Meraviglioso essere umano è anche Stefano Cucchi, interpretato magistralmente nel 2018 ne “Sulla mia pelle”. Un lavoro intenso ed estremamente faticoso, tanto che ammette di non essere mai riuscito a riguardarsi. Al regista Alessio Cremonini in un primo momento disse di no: «Ero troppo preso dalla storia, ho conosciuto troppi ragazzi come lui e pensavo che quel tipo di coinvolgimento potesse rivelarsi deleterio. Ho cambiato idea leggendo la sceneggiatura di un film rigoroso, il cui obiettivo era costruire un’empatia con il protagonista, senza provocare pena per la sorte da lui subita. Un confine molto labile». Quel film è stato lo spartiacque della sua carriera, Borghi riuscì a incantare tutti. «Il feedback ricevuto mi ha stupito. Ricordo che al mio arrivo a Venezia, in occasione del Festival del Cinema, mi sono ritrovato in stazione davanti a un’immensa gigantografia della locandina del film. Il giorno dopo la presentazione, nello stesso giorno di “First Man” di Damien Chazelle, su tutti i giornali c’era la mia fotografia accanto a quella di Ryan Gosling».

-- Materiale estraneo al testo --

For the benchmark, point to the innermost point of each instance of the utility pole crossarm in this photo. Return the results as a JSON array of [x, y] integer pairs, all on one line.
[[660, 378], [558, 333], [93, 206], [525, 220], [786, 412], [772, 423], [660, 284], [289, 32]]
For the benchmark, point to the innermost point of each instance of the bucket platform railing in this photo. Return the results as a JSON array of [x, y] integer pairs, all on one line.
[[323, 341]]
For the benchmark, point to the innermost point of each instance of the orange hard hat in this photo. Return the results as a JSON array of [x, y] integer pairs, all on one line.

Entrare nell’anima dei personaggi, farli suoi con leggerezza e mai con superficialità. È lo stesso mantra seguito per interpretare Rocco Siffredi nell’attesa serie Netflix “Super Sex”. «Tre anni fa – ci racconta – mi ritrovai in una chat WhatsApp con Rocco che all’epoca stava scrivendo la sua autobiografia. Ricordo che mi disse: “Se diventerà mai un film vorrei che fossi tu a interpretarlo”. Risi, pensando fosse una battuta». La sceneggiatura lo ha colpito, portandolo a innamorarsi nuovamente di un altro essere umano con lati oscuri e fragilità. La scelta di voler interpretare Siffredi è stata però complicata persino per i suoi agenti. «Questa cosa andava fatta proprio per andare sulle palle a qualcuno. In un Paese in cui impera un bigottismo che ti porta via, dove nelle scuole non si fa educazione sessuale, dove se interpreti un malavitoso va tutto bene ma se vuoi fare un pornostar sei pazzo. Ecco, dovevo farlo anche per questo: per litigare con un sacco di gente ed essere in grado di fornire delle buone argomentazioni».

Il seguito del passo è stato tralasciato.